A schnorr signature, without key prefixing, is a tuple {pubkey (P), message (m), R, s} where the equation R == sG + H(R||m)P holds.
Now, assume you have pubkeys P and P2 who's discrete logs differ by c which is known to me, as is the case for non-hardened BIP 32 when I know the extended pubkey (P2 == P + cG). If I know a signature by pubkey P of message m, I can use it to forge a signature of m by pubkey P2: {P2, m, R, s - H(R||m)c} because if you write out the relation for P2 and then express it in terms of the relation for the first signature, that's what you get.
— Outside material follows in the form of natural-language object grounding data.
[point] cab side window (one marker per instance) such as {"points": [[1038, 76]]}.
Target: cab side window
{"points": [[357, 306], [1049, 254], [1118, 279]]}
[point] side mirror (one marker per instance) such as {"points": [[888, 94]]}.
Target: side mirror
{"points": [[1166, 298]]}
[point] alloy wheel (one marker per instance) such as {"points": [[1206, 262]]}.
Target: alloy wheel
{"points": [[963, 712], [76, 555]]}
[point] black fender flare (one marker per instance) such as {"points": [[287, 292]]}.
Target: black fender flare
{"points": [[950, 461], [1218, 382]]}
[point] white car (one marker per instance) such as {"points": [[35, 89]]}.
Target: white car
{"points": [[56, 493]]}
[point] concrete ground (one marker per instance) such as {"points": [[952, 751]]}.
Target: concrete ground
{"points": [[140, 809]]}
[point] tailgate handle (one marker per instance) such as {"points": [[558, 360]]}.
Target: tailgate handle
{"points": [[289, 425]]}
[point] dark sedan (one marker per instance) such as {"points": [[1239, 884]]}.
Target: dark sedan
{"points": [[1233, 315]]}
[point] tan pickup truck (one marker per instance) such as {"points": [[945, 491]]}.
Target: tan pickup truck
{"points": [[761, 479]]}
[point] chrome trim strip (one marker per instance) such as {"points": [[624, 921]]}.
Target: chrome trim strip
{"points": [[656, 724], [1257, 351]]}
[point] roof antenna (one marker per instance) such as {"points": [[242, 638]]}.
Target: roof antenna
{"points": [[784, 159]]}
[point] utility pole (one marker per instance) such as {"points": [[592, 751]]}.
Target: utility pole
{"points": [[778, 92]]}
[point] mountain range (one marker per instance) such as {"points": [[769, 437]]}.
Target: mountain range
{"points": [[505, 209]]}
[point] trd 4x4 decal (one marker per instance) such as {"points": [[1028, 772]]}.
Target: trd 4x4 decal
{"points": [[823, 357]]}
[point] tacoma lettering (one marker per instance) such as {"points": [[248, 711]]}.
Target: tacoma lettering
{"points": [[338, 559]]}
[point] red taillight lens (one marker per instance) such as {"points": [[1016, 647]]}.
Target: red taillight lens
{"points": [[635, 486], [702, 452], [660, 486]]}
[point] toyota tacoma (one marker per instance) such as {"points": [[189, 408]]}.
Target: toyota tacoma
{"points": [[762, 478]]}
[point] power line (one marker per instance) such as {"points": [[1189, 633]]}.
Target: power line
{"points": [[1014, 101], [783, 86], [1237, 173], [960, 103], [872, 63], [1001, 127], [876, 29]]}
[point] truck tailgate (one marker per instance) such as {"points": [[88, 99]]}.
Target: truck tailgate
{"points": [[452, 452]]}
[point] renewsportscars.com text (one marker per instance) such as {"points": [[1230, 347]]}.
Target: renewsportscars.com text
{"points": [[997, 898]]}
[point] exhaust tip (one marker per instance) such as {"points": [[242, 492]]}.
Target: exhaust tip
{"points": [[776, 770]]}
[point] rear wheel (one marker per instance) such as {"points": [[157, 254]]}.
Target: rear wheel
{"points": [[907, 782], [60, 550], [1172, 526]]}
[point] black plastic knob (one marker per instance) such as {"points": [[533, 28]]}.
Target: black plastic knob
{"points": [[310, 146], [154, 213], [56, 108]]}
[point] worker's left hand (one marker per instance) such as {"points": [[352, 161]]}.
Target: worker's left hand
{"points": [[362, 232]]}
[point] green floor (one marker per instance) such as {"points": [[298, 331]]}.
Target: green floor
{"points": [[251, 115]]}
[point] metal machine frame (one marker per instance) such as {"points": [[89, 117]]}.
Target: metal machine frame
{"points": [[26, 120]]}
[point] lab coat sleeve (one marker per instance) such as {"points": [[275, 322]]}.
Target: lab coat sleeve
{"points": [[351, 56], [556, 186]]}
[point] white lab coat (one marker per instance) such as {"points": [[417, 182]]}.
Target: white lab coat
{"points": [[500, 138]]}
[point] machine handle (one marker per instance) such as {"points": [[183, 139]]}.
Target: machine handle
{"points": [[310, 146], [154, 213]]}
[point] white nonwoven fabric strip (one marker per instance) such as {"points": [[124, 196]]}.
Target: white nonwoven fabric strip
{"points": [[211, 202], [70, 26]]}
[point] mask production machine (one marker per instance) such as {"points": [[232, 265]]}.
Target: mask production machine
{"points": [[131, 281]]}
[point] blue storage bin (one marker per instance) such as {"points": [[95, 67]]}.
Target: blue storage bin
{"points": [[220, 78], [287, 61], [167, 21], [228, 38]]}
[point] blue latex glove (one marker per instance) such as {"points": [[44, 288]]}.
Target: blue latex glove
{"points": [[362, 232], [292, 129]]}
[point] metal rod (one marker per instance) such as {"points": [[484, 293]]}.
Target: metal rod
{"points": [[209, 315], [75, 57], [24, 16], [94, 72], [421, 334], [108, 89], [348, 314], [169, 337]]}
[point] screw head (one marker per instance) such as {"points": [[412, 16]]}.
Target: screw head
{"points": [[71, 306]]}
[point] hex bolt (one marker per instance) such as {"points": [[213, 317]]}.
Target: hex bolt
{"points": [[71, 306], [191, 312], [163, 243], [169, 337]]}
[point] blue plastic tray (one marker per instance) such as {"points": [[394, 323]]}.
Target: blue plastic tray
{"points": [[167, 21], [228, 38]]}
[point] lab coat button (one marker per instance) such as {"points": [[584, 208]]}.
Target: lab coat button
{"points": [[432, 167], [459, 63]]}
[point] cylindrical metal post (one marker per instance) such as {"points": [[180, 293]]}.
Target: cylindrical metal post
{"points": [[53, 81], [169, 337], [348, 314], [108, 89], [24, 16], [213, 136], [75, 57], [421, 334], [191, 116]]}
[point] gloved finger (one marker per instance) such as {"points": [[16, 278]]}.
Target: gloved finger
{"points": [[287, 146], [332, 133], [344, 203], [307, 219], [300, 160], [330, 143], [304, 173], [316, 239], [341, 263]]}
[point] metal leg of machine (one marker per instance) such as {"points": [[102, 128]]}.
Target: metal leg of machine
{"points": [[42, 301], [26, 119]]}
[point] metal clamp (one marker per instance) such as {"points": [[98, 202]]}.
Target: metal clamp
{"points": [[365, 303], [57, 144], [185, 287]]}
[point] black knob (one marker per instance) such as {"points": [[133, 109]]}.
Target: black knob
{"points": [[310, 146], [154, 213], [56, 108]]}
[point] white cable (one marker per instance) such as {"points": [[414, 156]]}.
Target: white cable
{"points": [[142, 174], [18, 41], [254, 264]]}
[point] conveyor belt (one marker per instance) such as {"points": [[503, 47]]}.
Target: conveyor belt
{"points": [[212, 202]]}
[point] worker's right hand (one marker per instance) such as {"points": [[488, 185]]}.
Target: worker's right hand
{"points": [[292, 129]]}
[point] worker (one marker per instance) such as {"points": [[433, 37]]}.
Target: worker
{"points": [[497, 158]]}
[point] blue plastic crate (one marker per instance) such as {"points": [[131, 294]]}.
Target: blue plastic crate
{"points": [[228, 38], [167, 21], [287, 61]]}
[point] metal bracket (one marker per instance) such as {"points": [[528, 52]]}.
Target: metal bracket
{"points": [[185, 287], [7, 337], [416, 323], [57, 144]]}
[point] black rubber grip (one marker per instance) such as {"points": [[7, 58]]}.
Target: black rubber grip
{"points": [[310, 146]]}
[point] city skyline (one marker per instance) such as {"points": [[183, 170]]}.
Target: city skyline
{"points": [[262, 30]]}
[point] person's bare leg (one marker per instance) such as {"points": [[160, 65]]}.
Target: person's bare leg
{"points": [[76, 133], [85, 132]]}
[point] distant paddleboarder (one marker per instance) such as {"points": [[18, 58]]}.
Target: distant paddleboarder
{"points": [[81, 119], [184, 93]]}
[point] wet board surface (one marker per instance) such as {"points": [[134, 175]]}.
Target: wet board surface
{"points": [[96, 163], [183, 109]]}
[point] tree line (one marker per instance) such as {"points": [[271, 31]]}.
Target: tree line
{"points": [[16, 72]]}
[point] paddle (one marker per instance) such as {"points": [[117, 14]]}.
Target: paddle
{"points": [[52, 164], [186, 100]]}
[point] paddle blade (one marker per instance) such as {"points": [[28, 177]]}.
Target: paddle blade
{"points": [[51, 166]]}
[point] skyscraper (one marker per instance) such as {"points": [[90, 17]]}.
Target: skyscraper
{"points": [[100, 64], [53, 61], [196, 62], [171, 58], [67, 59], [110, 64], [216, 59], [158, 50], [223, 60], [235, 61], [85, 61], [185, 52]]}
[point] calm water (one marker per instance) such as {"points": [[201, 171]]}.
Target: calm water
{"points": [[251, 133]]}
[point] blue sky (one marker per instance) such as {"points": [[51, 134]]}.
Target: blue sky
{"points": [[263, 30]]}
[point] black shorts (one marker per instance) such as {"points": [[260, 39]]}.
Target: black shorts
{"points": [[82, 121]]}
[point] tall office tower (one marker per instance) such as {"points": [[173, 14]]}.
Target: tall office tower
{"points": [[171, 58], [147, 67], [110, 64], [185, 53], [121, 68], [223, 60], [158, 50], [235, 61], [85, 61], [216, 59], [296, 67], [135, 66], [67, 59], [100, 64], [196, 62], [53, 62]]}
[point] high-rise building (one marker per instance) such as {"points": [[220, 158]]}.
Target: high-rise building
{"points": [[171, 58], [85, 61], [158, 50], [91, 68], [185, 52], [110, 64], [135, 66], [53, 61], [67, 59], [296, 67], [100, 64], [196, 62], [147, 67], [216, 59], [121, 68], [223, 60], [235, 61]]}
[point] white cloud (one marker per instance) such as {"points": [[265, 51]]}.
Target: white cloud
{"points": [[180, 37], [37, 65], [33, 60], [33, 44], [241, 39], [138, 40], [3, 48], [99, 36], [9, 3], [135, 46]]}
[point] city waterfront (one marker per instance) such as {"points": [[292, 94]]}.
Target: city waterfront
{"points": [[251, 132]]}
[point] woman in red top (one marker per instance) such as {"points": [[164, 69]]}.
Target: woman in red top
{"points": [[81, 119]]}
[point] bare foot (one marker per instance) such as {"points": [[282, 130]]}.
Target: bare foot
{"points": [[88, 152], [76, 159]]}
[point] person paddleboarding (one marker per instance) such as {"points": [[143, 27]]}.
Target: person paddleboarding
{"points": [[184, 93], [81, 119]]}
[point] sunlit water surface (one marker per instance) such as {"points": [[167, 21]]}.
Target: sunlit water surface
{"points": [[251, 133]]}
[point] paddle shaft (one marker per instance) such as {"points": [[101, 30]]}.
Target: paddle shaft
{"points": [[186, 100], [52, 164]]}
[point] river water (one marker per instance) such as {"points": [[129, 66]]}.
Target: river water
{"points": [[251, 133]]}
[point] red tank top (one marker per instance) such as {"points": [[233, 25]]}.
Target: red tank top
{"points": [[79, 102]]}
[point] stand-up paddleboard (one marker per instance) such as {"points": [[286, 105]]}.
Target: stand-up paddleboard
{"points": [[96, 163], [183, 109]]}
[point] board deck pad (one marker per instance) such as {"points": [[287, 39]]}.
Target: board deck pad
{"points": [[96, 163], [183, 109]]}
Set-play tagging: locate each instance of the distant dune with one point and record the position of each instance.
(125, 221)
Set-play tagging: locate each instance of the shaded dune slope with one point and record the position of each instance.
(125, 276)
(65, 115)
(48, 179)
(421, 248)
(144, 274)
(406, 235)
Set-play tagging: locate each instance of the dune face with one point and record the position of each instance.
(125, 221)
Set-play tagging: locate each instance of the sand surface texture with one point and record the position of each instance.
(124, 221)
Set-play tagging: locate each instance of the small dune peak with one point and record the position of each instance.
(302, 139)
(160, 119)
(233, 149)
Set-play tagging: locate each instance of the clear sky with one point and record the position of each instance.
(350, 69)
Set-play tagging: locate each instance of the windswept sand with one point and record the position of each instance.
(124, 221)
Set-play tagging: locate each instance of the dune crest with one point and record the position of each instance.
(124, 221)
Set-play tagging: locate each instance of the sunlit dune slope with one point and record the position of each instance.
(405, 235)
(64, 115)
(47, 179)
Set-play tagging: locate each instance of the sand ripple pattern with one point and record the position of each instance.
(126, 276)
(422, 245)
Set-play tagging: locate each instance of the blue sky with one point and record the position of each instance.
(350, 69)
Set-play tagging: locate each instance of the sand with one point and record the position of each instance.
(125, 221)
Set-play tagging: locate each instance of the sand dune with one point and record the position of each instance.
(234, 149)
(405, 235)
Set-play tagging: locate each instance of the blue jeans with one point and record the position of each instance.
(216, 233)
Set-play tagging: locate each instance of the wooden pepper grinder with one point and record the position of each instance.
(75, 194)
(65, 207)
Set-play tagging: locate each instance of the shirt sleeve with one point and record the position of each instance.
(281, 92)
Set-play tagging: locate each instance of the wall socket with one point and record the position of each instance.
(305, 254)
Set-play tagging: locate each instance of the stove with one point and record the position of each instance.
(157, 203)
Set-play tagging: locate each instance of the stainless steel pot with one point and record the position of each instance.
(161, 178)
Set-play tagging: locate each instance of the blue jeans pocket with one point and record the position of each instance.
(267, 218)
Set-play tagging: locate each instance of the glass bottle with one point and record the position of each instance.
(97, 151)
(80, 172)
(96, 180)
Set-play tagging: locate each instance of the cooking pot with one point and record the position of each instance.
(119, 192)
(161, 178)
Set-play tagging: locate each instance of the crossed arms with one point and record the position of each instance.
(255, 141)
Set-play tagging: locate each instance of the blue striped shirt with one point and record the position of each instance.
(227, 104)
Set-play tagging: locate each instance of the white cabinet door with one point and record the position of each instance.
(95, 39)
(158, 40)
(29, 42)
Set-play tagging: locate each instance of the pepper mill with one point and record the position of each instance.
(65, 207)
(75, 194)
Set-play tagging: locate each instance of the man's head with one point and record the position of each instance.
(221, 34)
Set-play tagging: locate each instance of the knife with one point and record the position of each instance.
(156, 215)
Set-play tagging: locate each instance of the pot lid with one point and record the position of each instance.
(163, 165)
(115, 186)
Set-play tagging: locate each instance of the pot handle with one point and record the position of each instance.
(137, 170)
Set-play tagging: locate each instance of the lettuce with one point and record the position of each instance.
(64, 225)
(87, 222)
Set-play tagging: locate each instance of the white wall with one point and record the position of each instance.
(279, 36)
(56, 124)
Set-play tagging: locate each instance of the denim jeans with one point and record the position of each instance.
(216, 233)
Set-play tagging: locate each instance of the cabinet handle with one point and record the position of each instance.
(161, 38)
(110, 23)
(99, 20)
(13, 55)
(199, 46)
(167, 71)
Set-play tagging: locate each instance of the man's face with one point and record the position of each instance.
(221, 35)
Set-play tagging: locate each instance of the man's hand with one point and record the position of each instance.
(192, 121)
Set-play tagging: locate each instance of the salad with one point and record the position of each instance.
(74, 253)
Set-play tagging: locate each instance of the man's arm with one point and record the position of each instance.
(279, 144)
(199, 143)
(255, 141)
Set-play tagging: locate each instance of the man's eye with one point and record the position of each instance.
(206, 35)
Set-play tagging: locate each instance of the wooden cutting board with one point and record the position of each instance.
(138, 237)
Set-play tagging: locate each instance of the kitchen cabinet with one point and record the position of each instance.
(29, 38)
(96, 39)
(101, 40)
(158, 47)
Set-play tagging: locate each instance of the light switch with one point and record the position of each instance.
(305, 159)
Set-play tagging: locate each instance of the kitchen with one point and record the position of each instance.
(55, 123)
For batching: The task there is we have two to n equations of the form R_n = s_nG + h_nP_n, we could naively batch verify by first rewrite them as 0 = sum(s_n)G + sum(h_nP_n) - sum(R_n) and then using an efficient multiexp to compute the big product-sum. E.g. if we want to make {P1, m1, R1, s1} hold we can add to the batch {-P1, m1, R1, -s1} so now the errors cancel.
To resolve this, the verifier should delinearize the equations by multiplying each one by an attacker unknown value which makes them unable to cancel with odds better than chance. This can be done without hurting efficiency much by substituting it into the scalars in the multiexp.
For an even simpler example: consider the batch verification where the attacker knows all valid signatures. The attacker can simply shuffle the s values between signatures in the batch. Without delinearization the batch would obviously still pass (as the naive sum doesn't care about the order of s values), yet the signatures would all be invalid.